The Muhammad Movie Riots
Muslims in twenty-one countries demonstrated against a YouTube movie about Muhammad Friday. Adding to the death toll that began with Ambassador Chris Stevens and his associates in Libya, three people were killed as Islamic supremacists stormed the U.S. embassy in Tunisia, and one was killed in Lebanon as Muslims marched from a mosque, stoned police, and set fire to a KFC restaurant, apparently as a symbol of the hated United States. The savage and random murders were all in service of an overarching goal: to intimidate the United States into abandoning the freedom of speech. And worst of all, Barack Obama seems willing.
Islamic leaders worldwide called for an end to the freedom of speech. Dr. Ahmed el-Tayyeb, the grand imam of the most prestigious and influential institution in Sunni Islam, Al-Azhar in Cairo, on Saturday asked the secretary general of the United Nations to pass a UN resolution that would “prohibit insulting symbols and sanctities of Islam by some fools and misguided, who do not know the value of social peace among peoples and agitate seditions among them.” Tayyeb called for “criminalizing insulting symbols of Islam and other religions” and “punishing those who committed such heinous acts and insulted Prophet Muhammad of Islam,” although he didn’t specify what punishments he had in mind.
Meanwhile, Arab News reported that Sheikh Abdul Aziz Al-Asheikh, the grand mufti of Saudi Arabia, “called on the international community to criminalize acts of abusing great prophets and messengers such as Abraham, Moses, Jesus and Muhammad.”
The Muslim Brotherhood said that “hurting the feelings of one and a half billion Muslims cannot be tolerated, and the people’s anger and fury for their faith is invariably predictable, often unstoppable,” and declared that “assaults on the sanctities of all heavenly religions” should be rendered illegal.
Ekmeleddin Ihsanoglu, the secretary general of the Organization of Islamic Conference (OIC), the 57-government Muslim body that has been pushing for years now at the United Nations for restrictions on the freedom of speech, was in I-told-you-so mode, saying that the violence “demonstrated serious repercussions of abuse of freedom of expression that OIC had consistently been warning against.”

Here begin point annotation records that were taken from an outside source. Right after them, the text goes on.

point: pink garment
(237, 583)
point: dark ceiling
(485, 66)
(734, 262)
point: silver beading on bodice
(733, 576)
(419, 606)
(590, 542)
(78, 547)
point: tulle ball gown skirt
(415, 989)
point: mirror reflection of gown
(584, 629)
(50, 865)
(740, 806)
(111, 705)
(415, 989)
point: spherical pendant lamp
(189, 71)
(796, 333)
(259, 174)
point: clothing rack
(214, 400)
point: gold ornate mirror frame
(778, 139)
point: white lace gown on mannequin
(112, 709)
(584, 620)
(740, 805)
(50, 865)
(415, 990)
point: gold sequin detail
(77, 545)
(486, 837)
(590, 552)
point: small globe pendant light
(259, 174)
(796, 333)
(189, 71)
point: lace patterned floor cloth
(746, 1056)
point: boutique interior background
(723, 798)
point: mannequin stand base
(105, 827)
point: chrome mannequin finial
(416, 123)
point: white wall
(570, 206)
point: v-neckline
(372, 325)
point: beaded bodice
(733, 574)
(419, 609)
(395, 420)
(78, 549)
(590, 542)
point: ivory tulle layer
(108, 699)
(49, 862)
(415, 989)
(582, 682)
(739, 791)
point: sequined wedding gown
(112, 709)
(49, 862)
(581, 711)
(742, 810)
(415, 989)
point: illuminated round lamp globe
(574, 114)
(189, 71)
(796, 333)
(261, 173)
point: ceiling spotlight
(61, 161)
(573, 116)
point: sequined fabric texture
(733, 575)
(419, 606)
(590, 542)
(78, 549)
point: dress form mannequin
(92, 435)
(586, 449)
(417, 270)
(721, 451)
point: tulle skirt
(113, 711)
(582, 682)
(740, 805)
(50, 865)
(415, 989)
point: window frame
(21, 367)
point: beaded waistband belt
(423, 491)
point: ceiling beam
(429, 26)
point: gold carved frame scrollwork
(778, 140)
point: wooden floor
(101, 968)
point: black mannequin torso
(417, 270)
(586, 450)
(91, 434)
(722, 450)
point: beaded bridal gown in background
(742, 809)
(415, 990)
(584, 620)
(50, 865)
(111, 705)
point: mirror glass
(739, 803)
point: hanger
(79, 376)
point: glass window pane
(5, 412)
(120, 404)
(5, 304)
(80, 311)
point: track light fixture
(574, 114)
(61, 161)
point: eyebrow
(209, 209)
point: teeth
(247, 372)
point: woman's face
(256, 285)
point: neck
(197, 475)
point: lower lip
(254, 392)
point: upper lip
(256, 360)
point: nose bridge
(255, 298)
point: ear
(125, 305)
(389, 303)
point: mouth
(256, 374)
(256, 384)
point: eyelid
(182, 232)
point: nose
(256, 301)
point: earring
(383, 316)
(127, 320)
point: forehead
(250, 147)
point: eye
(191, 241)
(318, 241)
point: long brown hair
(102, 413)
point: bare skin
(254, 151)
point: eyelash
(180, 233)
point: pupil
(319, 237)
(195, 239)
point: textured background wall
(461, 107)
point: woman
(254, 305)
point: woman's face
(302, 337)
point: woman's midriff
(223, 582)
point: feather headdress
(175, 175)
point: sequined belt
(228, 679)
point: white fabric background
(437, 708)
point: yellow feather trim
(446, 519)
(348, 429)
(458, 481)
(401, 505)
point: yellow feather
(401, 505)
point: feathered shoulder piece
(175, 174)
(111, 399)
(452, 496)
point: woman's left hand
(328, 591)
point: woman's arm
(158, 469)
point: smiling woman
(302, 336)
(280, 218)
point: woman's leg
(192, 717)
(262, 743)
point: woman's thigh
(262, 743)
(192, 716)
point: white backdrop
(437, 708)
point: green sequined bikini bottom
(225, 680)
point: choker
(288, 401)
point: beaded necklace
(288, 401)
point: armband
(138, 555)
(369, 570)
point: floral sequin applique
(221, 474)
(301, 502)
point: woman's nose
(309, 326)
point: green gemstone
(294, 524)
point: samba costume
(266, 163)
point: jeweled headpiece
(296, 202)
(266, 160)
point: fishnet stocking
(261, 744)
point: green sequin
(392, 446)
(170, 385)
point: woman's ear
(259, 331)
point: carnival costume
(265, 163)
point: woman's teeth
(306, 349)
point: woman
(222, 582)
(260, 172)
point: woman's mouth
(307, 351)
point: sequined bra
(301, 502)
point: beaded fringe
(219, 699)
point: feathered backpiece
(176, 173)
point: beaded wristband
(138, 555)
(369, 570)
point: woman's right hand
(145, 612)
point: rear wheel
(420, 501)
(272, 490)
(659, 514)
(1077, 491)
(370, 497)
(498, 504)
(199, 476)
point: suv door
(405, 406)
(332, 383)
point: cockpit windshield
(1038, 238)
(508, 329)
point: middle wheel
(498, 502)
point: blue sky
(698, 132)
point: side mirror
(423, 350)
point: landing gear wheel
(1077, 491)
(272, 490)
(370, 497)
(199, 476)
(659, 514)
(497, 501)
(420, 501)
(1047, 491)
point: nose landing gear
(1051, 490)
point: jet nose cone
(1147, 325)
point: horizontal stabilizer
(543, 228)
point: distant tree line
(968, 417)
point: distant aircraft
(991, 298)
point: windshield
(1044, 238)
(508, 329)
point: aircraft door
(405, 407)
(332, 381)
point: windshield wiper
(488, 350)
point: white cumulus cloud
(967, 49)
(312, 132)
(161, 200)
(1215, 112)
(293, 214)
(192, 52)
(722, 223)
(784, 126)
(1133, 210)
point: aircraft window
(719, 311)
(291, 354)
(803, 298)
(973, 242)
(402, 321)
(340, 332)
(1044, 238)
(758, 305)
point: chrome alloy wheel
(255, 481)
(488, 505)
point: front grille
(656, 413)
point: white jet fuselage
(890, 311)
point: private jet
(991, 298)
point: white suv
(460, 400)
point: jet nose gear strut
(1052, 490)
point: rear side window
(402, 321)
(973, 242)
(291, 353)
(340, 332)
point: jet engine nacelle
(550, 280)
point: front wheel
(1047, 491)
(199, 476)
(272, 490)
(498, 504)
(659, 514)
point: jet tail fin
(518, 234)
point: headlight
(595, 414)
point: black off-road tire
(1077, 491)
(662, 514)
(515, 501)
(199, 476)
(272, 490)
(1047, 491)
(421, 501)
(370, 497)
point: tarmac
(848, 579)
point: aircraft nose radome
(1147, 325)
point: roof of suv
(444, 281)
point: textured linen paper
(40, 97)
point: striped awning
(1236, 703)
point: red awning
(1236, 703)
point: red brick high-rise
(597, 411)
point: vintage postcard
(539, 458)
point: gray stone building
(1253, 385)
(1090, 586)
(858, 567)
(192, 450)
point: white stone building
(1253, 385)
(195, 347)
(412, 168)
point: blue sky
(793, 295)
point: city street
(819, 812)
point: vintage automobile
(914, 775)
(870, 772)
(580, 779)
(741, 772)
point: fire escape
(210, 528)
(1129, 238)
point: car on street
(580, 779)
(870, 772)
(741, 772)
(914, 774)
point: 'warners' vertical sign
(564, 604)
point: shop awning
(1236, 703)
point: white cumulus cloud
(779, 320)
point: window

In response to all this, Barack Obama did not reaffirm the importance of the freedom of speech. He did not explain that it is the right to say things that are unwelcome and unpopular that safeguards Western societies against authoritarianism and tyranny. He did not say that in pluralistic societies, we all have to put up with speech that we dislike without resorting to censorship or violence.